Actor Michael J. Fox and director James Cameron were among those honored in front of hundreds of reporters and fans in the city already flooded with celebrities for the Toronto International Film Festival.
"I don't know if I deserve it, but I'll take it," Fox told Reuters before getting his star.
Fox, 47, famed for his legendary teenage roles in the 1980s as young Republican Alex P. Keaton from the hit show "Family Ties" and Marty McFly in the "Back to the Future" time-travel movies, originally received a star in 2000 but was unable to attend until this year.
Semi-retired from acting due to Parkinson's disease, Fox said returned to TV this past spring as a guest star on the firefighting drama "Rescue Me."
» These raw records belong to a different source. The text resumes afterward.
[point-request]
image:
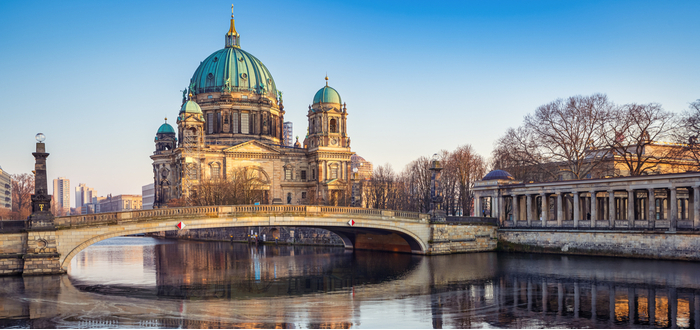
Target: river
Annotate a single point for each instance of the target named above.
(144, 282)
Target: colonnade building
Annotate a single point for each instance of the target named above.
(664, 201)
(232, 119)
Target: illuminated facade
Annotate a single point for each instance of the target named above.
(232, 117)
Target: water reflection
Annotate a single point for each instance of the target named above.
(144, 283)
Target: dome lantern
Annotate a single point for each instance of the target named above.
(233, 39)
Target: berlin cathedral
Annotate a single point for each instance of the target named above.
(232, 118)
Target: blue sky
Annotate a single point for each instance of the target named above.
(98, 77)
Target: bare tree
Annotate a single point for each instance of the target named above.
(688, 133)
(633, 133)
(562, 136)
(469, 167)
(22, 191)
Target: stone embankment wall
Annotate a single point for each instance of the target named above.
(446, 238)
(284, 235)
(654, 245)
(13, 249)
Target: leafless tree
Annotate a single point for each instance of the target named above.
(562, 136)
(688, 133)
(633, 133)
(22, 191)
(469, 167)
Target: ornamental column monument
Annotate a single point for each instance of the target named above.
(41, 217)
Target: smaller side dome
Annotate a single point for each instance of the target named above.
(327, 94)
(165, 129)
(498, 175)
(190, 107)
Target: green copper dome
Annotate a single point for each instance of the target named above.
(327, 95)
(232, 69)
(165, 129)
(191, 107)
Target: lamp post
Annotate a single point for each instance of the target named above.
(355, 188)
(437, 214)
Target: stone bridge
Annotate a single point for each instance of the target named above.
(50, 251)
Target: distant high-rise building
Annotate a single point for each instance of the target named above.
(84, 195)
(288, 134)
(149, 193)
(61, 193)
(119, 203)
(5, 190)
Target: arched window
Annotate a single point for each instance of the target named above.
(214, 170)
(334, 126)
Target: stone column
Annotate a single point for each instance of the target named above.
(697, 310)
(673, 306)
(652, 306)
(594, 209)
(577, 300)
(544, 297)
(611, 302)
(594, 297)
(611, 208)
(696, 210)
(577, 206)
(652, 209)
(516, 293)
(560, 299)
(560, 209)
(673, 210)
(545, 209)
(501, 200)
(529, 295)
(630, 207)
(529, 212)
(477, 206)
(630, 304)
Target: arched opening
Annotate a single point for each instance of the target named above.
(334, 126)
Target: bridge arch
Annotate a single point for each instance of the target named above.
(414, 232)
"I'm feeling pretty good, actually really good, and compared to what I had thought it might be at this stage, it's terrific," he said. "I had a nice summer, played a lot of tennis, played a lot of golf, it feels good."
Also on hand was Cameron, 54, hailed for his epic "Titanic," "Terminator" and "Alien" films, and he attributed some of his success to the fact he was Canadian.
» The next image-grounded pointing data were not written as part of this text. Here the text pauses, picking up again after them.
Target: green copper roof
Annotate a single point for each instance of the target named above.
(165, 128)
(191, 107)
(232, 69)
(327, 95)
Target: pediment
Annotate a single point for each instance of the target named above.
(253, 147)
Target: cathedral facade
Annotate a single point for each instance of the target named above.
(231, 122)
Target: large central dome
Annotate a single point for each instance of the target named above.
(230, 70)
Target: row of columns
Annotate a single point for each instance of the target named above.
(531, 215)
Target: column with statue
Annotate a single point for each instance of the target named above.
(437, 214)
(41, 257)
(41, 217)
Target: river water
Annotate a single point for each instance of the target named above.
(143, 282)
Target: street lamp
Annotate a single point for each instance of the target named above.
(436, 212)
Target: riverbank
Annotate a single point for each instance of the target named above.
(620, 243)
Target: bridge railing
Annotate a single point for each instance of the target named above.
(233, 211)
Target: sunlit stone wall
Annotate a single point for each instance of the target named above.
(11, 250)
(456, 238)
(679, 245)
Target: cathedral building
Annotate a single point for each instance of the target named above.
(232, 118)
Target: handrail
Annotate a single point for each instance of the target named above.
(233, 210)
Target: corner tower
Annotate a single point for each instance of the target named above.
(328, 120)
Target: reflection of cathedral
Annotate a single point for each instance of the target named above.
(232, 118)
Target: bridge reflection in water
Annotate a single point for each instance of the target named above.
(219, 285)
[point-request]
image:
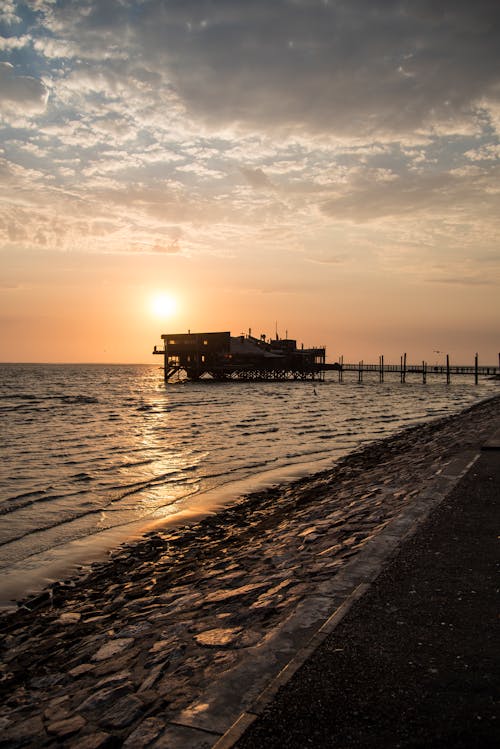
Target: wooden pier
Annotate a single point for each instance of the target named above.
(423, 369)
(223, 357)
"I really do owe a lot to Canada, to my education, to my work ethic that was instilled in me by my parents -- my father was raised on farm near here," said Cameron.
He shot parts of steamship disaster film "Titanic," the top grossing movie of all time with roughly $1.8 billion at worldwide box offices, and the TV series "Dark Angel" in Canada, and he continues to look for opportunities to return.
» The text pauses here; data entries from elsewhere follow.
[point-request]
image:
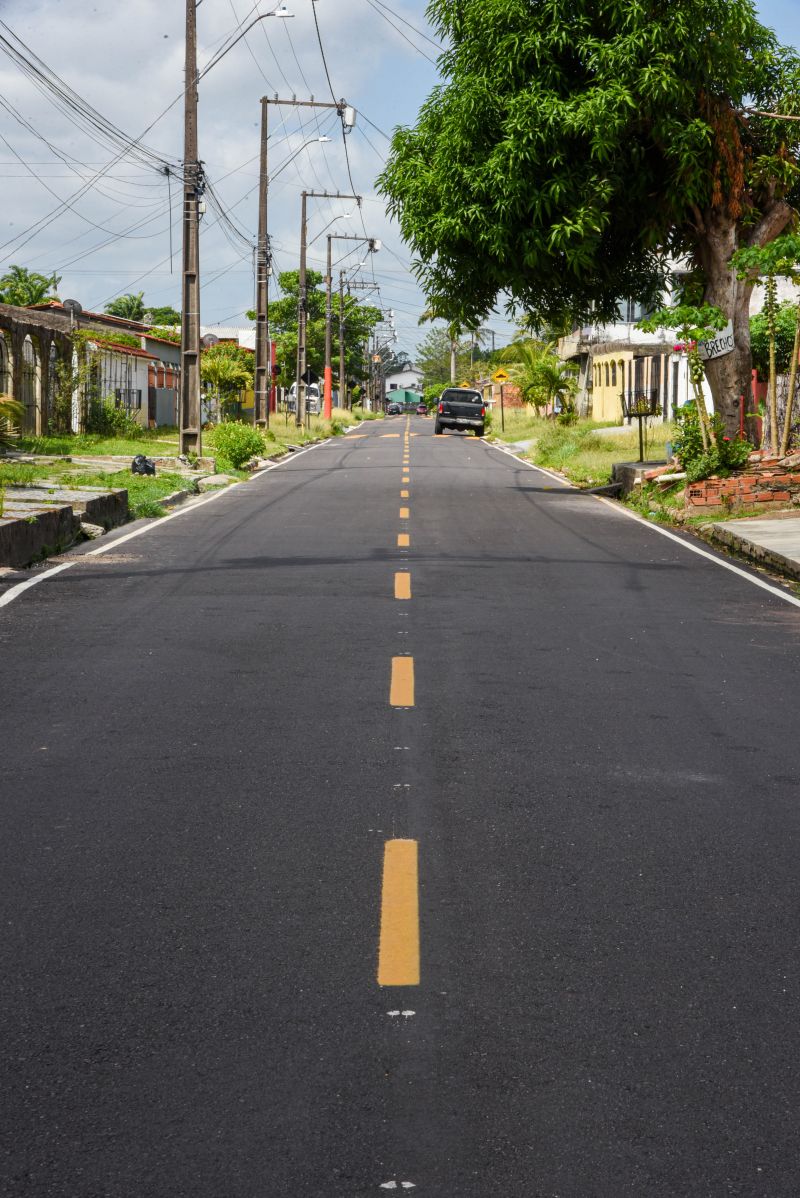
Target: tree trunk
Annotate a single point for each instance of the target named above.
(789, 398)
(731, 376)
"I think that does inform who you are and the likelihood of your success," he said.
Presenting Cameron with the tribute was his "Alien" leading lady Sigourney Weaver, who also stars in Cameron's upcoming film "Avatar."
This year's other luminaries from entertainment, sports and fashion include singers Bryan Adams and k.d. Lang, comedy troupe Kids in the Hall, NBA star Steve Nash, supermodel Daria Werbowy and 90-year-old actress Frances Bay, dubbed "Hollywood's Grandma" for her old-lady characters in TV shows and films such as "Seinfeld" and "Happy Gilmore."
Previous inductees of Canada's Walk of Fame, which started in 1998, include Alanis Morissette, Paul Anka, Jim Carrey, Shania Twain, Wayne Gretzky, Celine Dion and Pamela Anderson.